For 18 years since then, Souchet said she has lived in fear, scared that at any moment officers with the Canada Border Services Agency would come to her home, and tear her away from her friends and the life she built here in Canada.
She said that even in situations when she has felt afraid for her safety, she has not contacted police due to her fear.
“It was like living with a ton of bricks on your shoulder for 18 years,” she said.
This past November, she decided that she needed to find help. She contacted a well-known Toronto lawyer, Graciela Flores Mendez, who took up her case, and helped her apply for permanent residency on humanitarian and compassionate grounds.
Her application listed her address, and she said that last week officers with CBSA came to her home, detained her for two days and then on Wednesday gave her a deportation order for Saturday.
“I feel like my biggest fear has come true, I was trying to do the right thing and it might cost me my life in Canada,” she said. “Imagine living here since 12 and then someone coming and telling you that you have to leave, ripping you from your country, Canada is my country, in France I have nothing.”

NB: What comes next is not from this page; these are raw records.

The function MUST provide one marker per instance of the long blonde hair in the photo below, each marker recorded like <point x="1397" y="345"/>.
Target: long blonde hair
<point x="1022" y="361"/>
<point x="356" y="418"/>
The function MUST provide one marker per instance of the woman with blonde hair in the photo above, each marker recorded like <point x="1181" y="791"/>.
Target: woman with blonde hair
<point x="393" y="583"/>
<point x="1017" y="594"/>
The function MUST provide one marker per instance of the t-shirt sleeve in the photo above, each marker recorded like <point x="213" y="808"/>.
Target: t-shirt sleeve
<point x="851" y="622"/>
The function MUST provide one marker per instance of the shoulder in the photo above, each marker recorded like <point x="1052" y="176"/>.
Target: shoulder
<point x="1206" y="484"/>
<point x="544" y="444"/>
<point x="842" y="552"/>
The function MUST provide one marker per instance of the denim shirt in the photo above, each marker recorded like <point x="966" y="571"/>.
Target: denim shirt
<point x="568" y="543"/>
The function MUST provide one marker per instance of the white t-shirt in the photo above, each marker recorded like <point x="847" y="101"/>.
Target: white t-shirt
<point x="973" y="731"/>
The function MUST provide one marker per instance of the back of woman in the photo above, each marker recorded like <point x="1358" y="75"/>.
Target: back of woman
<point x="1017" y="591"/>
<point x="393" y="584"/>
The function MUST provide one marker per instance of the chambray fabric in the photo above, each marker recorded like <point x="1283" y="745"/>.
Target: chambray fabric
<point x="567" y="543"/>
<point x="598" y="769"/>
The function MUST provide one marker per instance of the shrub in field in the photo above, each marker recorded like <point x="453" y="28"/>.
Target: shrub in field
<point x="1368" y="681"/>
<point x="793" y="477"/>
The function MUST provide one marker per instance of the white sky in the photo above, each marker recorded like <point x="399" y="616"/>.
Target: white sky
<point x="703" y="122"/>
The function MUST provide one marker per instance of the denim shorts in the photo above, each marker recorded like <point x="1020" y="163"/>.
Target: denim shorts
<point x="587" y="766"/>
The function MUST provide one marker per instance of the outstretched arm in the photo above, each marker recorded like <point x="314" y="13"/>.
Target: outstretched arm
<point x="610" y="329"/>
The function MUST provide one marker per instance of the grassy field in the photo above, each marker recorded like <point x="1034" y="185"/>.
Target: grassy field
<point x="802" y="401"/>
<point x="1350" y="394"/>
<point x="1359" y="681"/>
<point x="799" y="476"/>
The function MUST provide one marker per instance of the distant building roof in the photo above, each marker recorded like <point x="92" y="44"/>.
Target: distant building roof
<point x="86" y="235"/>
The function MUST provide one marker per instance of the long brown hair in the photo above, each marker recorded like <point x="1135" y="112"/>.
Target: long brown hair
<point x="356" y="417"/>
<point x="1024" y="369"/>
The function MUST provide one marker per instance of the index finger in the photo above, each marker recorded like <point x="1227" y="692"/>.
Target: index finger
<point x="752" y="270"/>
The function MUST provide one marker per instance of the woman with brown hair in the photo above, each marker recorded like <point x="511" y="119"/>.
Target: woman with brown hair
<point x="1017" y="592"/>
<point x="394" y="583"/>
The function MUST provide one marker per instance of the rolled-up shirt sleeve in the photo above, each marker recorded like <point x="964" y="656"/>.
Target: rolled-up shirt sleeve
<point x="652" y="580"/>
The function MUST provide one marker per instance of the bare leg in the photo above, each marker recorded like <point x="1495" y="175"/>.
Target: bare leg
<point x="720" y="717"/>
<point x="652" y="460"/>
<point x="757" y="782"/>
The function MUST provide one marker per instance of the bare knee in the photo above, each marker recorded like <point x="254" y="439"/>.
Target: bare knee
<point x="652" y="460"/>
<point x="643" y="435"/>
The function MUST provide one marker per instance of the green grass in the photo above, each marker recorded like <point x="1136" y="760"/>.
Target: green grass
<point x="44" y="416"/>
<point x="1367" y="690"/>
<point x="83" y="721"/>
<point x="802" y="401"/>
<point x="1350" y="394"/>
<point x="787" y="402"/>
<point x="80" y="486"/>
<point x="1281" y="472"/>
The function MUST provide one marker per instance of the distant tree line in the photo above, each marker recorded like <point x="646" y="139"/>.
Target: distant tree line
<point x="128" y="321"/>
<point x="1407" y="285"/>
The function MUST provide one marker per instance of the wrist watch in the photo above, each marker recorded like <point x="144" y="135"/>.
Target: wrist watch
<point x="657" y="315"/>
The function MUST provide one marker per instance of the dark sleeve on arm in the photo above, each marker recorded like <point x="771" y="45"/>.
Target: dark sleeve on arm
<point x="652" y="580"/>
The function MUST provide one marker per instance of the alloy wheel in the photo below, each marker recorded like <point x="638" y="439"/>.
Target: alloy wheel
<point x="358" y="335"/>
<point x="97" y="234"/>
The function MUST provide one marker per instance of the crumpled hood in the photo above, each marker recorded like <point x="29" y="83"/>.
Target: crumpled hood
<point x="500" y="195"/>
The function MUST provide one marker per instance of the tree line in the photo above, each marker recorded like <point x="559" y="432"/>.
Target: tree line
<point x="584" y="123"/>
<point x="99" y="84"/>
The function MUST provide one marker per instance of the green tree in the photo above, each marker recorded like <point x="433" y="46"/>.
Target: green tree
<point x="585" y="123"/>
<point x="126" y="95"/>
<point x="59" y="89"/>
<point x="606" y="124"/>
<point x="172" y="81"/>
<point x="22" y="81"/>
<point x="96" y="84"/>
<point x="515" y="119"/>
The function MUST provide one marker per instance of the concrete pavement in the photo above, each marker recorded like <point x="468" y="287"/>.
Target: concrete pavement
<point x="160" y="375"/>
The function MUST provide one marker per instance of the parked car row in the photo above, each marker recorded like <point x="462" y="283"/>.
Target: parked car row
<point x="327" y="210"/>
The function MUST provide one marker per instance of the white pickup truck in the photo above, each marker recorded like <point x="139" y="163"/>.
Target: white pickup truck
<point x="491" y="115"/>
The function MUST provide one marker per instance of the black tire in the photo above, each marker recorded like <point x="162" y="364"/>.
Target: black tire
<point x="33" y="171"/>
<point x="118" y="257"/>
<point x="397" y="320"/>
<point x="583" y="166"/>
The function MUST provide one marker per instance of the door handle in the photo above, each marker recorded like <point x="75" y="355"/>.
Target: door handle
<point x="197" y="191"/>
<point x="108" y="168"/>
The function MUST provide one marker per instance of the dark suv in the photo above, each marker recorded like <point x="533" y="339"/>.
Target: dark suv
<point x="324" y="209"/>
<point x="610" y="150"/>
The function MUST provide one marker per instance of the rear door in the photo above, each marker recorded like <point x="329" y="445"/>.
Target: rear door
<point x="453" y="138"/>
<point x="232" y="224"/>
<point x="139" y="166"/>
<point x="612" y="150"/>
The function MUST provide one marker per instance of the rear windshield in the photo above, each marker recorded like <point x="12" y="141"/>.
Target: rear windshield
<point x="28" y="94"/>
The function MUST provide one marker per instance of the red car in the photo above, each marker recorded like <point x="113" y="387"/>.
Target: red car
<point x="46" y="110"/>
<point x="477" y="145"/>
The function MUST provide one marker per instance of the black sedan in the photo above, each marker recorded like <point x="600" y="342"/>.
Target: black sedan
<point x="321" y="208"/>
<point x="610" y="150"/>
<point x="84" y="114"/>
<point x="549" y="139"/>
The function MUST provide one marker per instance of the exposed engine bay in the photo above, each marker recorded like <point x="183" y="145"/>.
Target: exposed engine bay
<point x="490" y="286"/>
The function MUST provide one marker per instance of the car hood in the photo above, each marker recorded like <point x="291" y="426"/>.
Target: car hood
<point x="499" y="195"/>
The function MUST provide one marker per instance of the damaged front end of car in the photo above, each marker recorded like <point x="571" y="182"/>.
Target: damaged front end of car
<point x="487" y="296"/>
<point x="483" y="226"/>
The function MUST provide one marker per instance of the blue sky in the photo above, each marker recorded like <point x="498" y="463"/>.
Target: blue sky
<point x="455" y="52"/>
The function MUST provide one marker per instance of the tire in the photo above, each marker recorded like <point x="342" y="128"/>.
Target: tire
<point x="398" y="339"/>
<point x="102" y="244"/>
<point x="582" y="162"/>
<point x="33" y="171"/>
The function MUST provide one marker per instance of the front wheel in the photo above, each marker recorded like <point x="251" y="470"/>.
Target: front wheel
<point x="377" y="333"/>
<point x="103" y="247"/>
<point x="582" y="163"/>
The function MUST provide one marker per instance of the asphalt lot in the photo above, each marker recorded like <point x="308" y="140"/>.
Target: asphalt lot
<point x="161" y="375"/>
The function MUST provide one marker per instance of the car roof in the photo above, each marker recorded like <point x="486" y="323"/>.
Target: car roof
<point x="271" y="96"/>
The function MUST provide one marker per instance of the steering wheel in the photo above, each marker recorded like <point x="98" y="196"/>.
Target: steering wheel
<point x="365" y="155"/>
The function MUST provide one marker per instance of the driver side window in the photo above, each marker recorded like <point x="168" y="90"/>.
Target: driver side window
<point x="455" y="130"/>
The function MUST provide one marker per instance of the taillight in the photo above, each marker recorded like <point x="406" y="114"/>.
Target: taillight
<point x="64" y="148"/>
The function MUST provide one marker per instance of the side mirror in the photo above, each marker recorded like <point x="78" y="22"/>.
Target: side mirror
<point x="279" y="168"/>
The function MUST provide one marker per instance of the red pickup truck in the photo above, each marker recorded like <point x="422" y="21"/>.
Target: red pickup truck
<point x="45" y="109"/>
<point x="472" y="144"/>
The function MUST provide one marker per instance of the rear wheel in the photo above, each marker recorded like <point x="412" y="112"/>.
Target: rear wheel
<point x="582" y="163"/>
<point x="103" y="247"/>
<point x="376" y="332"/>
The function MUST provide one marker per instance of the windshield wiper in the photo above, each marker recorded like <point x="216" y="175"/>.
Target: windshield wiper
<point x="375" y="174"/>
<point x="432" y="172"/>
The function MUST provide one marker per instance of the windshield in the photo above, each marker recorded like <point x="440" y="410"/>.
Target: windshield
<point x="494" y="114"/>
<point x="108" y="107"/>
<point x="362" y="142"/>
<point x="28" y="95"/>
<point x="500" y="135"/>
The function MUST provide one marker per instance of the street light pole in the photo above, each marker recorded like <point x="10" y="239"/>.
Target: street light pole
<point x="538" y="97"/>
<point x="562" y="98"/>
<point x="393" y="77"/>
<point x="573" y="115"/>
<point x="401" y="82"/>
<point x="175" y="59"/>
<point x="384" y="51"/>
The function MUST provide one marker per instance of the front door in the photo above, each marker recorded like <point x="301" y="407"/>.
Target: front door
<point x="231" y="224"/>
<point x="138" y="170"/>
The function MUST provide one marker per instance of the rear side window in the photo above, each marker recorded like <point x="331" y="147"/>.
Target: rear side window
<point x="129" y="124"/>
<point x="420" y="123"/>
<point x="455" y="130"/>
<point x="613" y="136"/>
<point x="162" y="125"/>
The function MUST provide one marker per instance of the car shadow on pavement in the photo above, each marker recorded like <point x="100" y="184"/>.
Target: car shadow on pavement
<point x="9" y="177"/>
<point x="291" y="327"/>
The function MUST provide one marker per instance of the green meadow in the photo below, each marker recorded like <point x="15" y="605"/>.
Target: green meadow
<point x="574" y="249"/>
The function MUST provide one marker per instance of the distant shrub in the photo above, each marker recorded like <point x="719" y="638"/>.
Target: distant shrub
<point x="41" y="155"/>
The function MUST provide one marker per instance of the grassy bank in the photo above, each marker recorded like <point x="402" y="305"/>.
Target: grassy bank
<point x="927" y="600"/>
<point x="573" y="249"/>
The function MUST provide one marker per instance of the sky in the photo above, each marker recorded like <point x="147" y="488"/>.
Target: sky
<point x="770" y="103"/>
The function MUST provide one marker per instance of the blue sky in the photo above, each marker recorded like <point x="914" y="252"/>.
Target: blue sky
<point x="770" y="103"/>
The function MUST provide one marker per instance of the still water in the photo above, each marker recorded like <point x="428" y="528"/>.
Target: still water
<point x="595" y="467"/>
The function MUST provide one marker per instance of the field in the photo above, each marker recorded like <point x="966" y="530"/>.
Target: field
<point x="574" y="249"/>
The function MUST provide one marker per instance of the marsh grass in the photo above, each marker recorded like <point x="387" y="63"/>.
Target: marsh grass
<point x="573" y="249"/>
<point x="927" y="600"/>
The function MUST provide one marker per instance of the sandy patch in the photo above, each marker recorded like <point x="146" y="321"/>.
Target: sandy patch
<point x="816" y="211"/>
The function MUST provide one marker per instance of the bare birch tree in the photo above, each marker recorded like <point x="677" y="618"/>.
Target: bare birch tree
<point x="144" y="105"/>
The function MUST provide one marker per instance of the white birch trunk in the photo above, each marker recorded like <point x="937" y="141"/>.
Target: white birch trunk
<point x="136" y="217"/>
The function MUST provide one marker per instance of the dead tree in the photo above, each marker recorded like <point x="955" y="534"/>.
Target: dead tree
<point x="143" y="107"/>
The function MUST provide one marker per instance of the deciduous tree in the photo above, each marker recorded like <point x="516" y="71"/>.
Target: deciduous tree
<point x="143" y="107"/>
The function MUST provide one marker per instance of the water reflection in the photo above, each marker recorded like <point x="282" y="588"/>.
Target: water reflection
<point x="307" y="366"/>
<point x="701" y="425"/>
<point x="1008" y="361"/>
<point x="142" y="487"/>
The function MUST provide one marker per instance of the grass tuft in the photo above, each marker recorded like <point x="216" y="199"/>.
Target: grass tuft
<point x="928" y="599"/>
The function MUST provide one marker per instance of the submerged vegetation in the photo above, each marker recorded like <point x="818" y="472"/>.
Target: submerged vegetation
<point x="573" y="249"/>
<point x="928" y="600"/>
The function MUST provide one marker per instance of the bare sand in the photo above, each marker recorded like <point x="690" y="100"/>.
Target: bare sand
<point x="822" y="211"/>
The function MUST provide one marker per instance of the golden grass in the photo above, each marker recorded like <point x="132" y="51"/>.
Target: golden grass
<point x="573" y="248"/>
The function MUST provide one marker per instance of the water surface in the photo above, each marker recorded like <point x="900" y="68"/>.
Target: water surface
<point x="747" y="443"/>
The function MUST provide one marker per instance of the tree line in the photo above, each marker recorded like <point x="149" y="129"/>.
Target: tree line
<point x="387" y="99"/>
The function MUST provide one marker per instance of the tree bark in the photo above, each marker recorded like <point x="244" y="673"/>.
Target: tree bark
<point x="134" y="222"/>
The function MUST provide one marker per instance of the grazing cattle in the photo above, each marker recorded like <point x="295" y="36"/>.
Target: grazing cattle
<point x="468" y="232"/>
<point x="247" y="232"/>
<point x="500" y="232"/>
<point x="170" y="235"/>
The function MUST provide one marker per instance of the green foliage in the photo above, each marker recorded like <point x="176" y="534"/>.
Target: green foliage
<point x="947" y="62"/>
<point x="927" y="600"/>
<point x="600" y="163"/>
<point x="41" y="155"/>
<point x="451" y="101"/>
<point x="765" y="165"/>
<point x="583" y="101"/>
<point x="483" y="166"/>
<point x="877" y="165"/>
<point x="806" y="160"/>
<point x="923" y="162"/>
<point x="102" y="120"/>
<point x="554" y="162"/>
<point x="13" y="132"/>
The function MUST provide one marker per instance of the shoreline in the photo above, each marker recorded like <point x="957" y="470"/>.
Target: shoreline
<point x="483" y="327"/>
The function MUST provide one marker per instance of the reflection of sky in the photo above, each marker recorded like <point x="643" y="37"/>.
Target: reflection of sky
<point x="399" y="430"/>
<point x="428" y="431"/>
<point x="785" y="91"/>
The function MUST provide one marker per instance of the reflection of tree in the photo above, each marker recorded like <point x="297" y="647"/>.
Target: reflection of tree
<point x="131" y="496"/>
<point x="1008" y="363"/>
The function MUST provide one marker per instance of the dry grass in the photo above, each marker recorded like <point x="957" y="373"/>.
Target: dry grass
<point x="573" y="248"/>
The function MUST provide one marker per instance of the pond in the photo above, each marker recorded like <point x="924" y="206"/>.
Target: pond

Mendez, a lawyer with Jackman Nazami and Associates in Toronto, said a judge will hear her client’s case on Friday in federal court at 9:30 a.m.
Mendez said they will try to have the deportation suspended so a decision can be made on the humanitarian and compassionate application.
“It’s a very tragic case and stands against everything Canada is supposed to stand for ... she is making what is supposed to be the so-called proper way to do things and is being punished for it,” she said.
CTV News Toronto reached out to CBSA for comment, but has not received a response yet.
Souchet completed public school in Toronto, but when she was accepted into university, she was unable to attend because she did not have a SIN card and other ID necessary to study at the institution.
She said at the age of 18, she started a cleaning business and paid taxes to the Canadian government using an individual tax number, which allows non-residents to contribute to the Canada Revenue Agency.
“I wanted to do the right thing, I wanted to give back,” Souchet said. “My only dream ever since I was a child, my only wish was to become a Canadian citizen, who I am as a person is Canadian.”
She said resettling in France would be very difficult because of her lack of formal French education and employment experience there.
She said images of the immigration consultant still haunt her some days, the blond-haired woman sitting behind a desk. “It’s a memory I could never get out of my mind,” she said.